Today Christopher Reeves is pretty much old news. If I wanted to be of the moment, I suppose I would have something clever to say about Jon Stewart. But I don't.
So, for the last decade or so, I've been pretty much as cranky about Christopher Reeves as the average disability rights activist. "Yeah, anyone could make 'amazing progress!' who had 3 nurses caring for him around the clock," I've scoffed. But I didnt think about him much, until recently, when I read a letter to the Sun in which woman married to a quad admits that she didnt like herself very much when she laughed at jokes about Christopher Reeves and his wife. And he kept coming up in other conversations too.
And then he died. You must have read at least one article gushing about what a hero he was. So, it was with some sceptism that I read my daily dose of humanity from Babara Crafton at the Geranium Farm and a link sent by Jeff about him. What did Superman's life have to do with the average person with, for example, my husband's disability?
Both Barbara's stepson and Daniel's dad died years ago - infection took them long before they could make any "amazing progess." And although they talk about him in different ways, both of them marked Reeve's progress over the years. With each of his accomplishments, they didnt scoff like I did. They cheered. "Here's what would have been possible," they thought.
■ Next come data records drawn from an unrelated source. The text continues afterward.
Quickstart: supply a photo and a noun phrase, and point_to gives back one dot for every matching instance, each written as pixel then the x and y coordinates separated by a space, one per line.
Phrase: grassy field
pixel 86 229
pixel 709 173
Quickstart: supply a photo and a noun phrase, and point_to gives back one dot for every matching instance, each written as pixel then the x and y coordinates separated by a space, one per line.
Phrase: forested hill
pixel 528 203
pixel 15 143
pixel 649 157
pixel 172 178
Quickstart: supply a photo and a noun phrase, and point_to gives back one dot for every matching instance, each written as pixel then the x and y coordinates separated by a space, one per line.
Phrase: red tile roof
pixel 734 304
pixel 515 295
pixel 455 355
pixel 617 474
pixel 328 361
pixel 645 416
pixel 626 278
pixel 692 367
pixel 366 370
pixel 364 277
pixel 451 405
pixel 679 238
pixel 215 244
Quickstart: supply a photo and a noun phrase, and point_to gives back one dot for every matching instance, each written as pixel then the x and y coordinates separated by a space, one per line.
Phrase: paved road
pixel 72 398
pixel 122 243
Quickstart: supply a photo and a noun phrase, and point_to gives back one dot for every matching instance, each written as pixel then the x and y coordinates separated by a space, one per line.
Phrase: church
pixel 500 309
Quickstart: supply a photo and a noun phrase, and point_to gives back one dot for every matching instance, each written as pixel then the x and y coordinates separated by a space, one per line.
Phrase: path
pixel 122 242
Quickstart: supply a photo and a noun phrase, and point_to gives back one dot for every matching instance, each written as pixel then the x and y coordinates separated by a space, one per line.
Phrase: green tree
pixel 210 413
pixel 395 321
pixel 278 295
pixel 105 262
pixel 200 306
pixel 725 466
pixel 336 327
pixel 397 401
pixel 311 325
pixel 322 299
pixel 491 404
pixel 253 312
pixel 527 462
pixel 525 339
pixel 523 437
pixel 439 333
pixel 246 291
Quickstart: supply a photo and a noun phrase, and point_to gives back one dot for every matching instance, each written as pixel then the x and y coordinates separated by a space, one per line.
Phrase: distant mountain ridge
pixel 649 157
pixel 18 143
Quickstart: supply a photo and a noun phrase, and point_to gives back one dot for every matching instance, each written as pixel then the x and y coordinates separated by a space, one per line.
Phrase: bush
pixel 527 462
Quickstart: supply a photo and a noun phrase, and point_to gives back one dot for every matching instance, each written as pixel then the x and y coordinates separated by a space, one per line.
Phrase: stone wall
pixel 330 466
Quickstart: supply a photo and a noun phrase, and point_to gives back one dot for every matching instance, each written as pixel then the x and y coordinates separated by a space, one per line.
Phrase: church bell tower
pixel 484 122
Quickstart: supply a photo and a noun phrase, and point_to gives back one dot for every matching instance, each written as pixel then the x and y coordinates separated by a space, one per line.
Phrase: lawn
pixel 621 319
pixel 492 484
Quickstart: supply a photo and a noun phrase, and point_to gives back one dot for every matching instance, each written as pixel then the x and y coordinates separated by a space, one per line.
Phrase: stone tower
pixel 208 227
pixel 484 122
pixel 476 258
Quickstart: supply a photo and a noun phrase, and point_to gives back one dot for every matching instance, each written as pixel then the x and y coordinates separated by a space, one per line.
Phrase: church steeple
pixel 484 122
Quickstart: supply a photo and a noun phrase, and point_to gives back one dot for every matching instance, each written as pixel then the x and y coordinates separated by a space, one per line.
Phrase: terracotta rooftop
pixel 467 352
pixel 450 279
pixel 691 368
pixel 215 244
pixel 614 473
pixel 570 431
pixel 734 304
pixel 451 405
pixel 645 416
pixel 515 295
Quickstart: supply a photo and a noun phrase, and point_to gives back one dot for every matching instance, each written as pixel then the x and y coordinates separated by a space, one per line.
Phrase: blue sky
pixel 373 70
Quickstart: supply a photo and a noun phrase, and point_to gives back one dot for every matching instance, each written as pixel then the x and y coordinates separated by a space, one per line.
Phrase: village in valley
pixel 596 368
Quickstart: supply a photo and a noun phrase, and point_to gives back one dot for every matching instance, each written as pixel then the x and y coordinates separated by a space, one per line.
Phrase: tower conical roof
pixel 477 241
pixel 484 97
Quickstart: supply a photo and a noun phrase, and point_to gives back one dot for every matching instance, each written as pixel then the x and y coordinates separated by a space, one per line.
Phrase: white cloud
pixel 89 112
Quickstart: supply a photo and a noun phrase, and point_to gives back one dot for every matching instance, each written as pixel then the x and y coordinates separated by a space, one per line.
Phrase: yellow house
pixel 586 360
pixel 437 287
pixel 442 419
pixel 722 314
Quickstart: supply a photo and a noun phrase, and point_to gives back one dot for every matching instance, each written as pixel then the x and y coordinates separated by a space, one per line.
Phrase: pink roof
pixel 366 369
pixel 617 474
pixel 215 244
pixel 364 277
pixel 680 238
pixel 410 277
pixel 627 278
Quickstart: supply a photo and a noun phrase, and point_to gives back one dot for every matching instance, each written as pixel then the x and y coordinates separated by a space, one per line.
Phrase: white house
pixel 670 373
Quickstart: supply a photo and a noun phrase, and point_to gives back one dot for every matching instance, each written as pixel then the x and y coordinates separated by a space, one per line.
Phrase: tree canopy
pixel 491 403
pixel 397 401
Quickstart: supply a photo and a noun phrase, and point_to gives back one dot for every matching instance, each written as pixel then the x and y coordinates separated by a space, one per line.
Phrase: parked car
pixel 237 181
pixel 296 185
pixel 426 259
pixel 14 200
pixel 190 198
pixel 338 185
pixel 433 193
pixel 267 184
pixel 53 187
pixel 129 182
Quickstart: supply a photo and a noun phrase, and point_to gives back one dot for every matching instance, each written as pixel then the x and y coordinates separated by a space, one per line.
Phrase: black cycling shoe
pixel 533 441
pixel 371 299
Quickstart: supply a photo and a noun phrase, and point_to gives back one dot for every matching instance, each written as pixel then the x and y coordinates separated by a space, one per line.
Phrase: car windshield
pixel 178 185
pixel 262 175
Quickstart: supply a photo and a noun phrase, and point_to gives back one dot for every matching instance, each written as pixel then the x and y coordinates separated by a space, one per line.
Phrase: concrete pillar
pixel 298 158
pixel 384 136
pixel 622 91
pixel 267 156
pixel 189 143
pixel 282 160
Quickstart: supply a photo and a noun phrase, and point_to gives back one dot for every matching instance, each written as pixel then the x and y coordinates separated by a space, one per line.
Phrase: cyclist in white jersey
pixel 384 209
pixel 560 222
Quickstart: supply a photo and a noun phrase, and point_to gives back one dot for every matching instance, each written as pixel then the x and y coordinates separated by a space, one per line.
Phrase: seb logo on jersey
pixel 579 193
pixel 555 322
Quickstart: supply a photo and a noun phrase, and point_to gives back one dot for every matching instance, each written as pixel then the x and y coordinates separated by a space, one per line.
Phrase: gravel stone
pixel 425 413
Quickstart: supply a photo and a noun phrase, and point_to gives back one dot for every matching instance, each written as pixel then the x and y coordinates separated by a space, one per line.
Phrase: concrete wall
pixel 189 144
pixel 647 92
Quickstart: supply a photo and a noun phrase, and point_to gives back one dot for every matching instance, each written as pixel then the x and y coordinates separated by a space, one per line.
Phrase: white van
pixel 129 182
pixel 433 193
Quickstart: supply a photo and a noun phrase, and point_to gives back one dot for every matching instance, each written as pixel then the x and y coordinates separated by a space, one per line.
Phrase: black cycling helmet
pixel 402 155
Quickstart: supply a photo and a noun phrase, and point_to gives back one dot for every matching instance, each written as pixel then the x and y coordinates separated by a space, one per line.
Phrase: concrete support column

I've not lost someone close to me. How can I know what that is like? But I can recognize in Daniel's writing, and in Barbara's, the longing to see in a person of accomplishment something that is no longer possible in someone we love. Maybe fame isnt all about looks (Reeves certainly had them) or talent or money or power or just plain shallow materialism. Maybe it's about seeing in another human something that is both just like us, and at the same time something more than we could ever imagine.
When I read their writing, and got knocked a little off the high horse from which I was looking down at unfamous people who have to get their life's meaning from famous ones, I was reminded of something else. I was reminded me of why I'm even a person of faith in the first place. Because other Christians before me and around me, and across the whole world are both the same, and are more. More loving, more spiritual, more of a mess and more graceful at admitting it, more willing to talk to God, more in touch with their own humanity (and other people's too), more humble, more courageous, more simple, more complicated.... And I want to get a piece of that beautiful, eye-opening, heart-stopping more.
I used to scoff. But I dont now. Thanks Barbara. Thanks Daniel. And thank you, Mr. Reeves.